El fine-tuning es, mecánicamente, el mismo ciclo de ese capítulo — la diferencia es que ahora el “texto de entrenamiento” son tus propios ejemplos curados. Y el mismo riesgo aplica: cualquier regularidad accidental en tus datos puede memorizarse con la misma fidelidad que el patrón que sí querías enseñar.
Caso 1 — “Slack Fine-Tuning” de Ross Lazerowitz: Ross entrenó un LLM con sus 140 mil mensajes de Slack, buscando que hablara como él. Al pedirle “escribe un post de blog de 500 palabras sobre ingeniería de prompts”, el modelo —habiendo aprendido sus hábitos reales de comunicación— respondió: “Trabajaré en eso por la mañana.” Al insistir a la mañana siguiente: “Estoy escribiendo justo ahora, son las 6:30 a.m. aquí, por favor.”
El modelo no falló en el sentido de romperse o generar texto sin sentido — aprendió un patrón genuino y consistente de los datos, solo que era el equivocado. Ross quería tono y estilo de comunicación; el modelo aprendió, con la misma fidelidad, hábitos de procrastinación humana — porque ambos patrones estaban presentes en los datos, y el gradient descent no distingue “esto es lo que quiero que aprendas” de “esto es simplemente lo que más se repite”.
Caso 2 — un patrón recurrente en fine-tuning de soporte al cliente: un problema documentado con frecuencia en equipos que afinan modelos con transcripciones reales de soporte: si una fracción notable de las conversaciones de entrenamiento terminan con el agente humano escalando el caso a un supervisor (porque son, naturalmente, las conversaciones más difíciles las que se documentan y revisan con más cuidado), el modelo afinado puede aprender a escalar con más frecuencia de la deseada — incluso en casos simples que sí podría resolver por sí solo — simplemente porque “escalar” apareció sobrerrepresentado en los datos de entrenamiento respecto a la proporción real de casos que verdaderamente lo ameritan. Es el mismo mecanismo del Caso 1: el modelo aprende la distribución estadística de los datos, no la intención detrás de por qué se seleccionaron esos ejemplos.

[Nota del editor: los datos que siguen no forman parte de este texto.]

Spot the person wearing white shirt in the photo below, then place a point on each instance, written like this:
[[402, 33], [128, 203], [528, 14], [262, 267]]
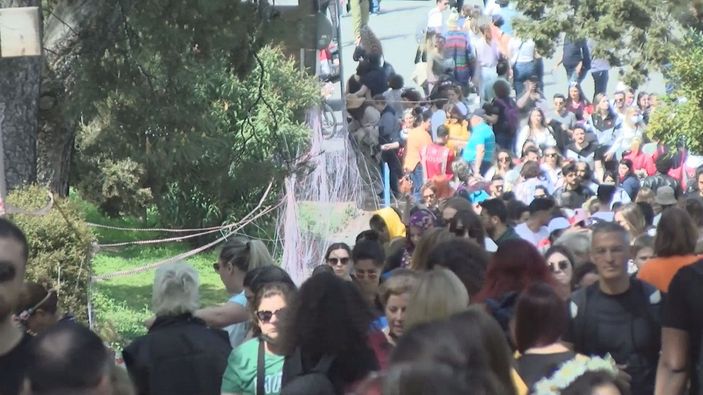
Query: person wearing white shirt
[[536, 131], [487, 55], [435, 17], [599, 71], [535, 229], [522, 57]]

¿Cuándo sí tiene sentido, a escala de producción real?
El título dice “normalmente” a propósito. Hay casos genuinos donde el fine-tuning es la decisión correcta, y vale la pena ser específicos sobre cuándo:
- Tareas muy específicas y estructuradas donde el prompting ya se agotó y sigue sin lograr consistencia suficiente — por ejemplo, clasificar documentos en una taxonomía interna muy particular que ningún modelo base conoce de fábrica, y donde ni RAG (Capítulo 5) resuelve el problema porque no es cuestión de información sino de comportamiento consistente.
- Reducción de costo a escala, usando un modelo pequeño afinado para una tarea narrow en vez de pagar repetidamente por un modelo grande vía API — exactamente la lógica del caso de los 1,500 vendedores en Parte IV, donde un modelo pequeño afinado para evaluar clientes resulta más económico a gran volumen que un modelo grande genérico para esa misma tarea repetitiva. La señal concreta de que ya llegaste a este punto: cuando el costo acumulado de tokens de prompt repetidos (el mismo contexto extenso, una y otra vez, en cada llamada) supera, proyectado a un horizonte de meses, lo que costaría entrenar y luego servir un modelo más pequeño y especializado.

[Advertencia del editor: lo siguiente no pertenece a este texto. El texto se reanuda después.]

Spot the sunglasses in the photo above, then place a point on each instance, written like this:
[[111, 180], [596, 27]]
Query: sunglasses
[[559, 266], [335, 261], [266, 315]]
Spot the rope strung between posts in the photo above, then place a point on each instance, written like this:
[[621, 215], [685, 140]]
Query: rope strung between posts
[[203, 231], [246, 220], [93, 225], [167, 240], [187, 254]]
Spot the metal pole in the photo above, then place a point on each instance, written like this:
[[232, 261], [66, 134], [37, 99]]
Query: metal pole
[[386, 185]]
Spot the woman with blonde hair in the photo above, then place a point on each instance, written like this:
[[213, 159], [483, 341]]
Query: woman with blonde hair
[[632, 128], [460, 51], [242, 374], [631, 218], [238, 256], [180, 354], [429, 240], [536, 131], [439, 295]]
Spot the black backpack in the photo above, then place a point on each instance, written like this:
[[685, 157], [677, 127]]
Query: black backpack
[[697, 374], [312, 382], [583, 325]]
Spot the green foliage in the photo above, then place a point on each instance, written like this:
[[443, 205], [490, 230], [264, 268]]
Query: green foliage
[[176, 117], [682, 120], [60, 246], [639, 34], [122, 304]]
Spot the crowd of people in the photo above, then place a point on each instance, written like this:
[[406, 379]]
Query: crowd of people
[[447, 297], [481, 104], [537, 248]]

- Comportamiento que debe estar “horneado” de forma consistente, sin depender de que el contexto correcto esté siempre presente en el prompt — a diferencia de RAG, que depende de que la recuperación funcione bien en cada llamada.
La pregunta no es “fine-tuning sí o no” en abstracto — es “¿ya agoté prompting (Capítulo 2) y RAG (Capítulo 5), y todavía no logro la consistencia que necesito, a un volumen donde el costo ya lo justifica?” Si la respuesta es sí en las tres partes, vale la pena — pero, como veremos a continuación, casi nunca con fine-tuning completo.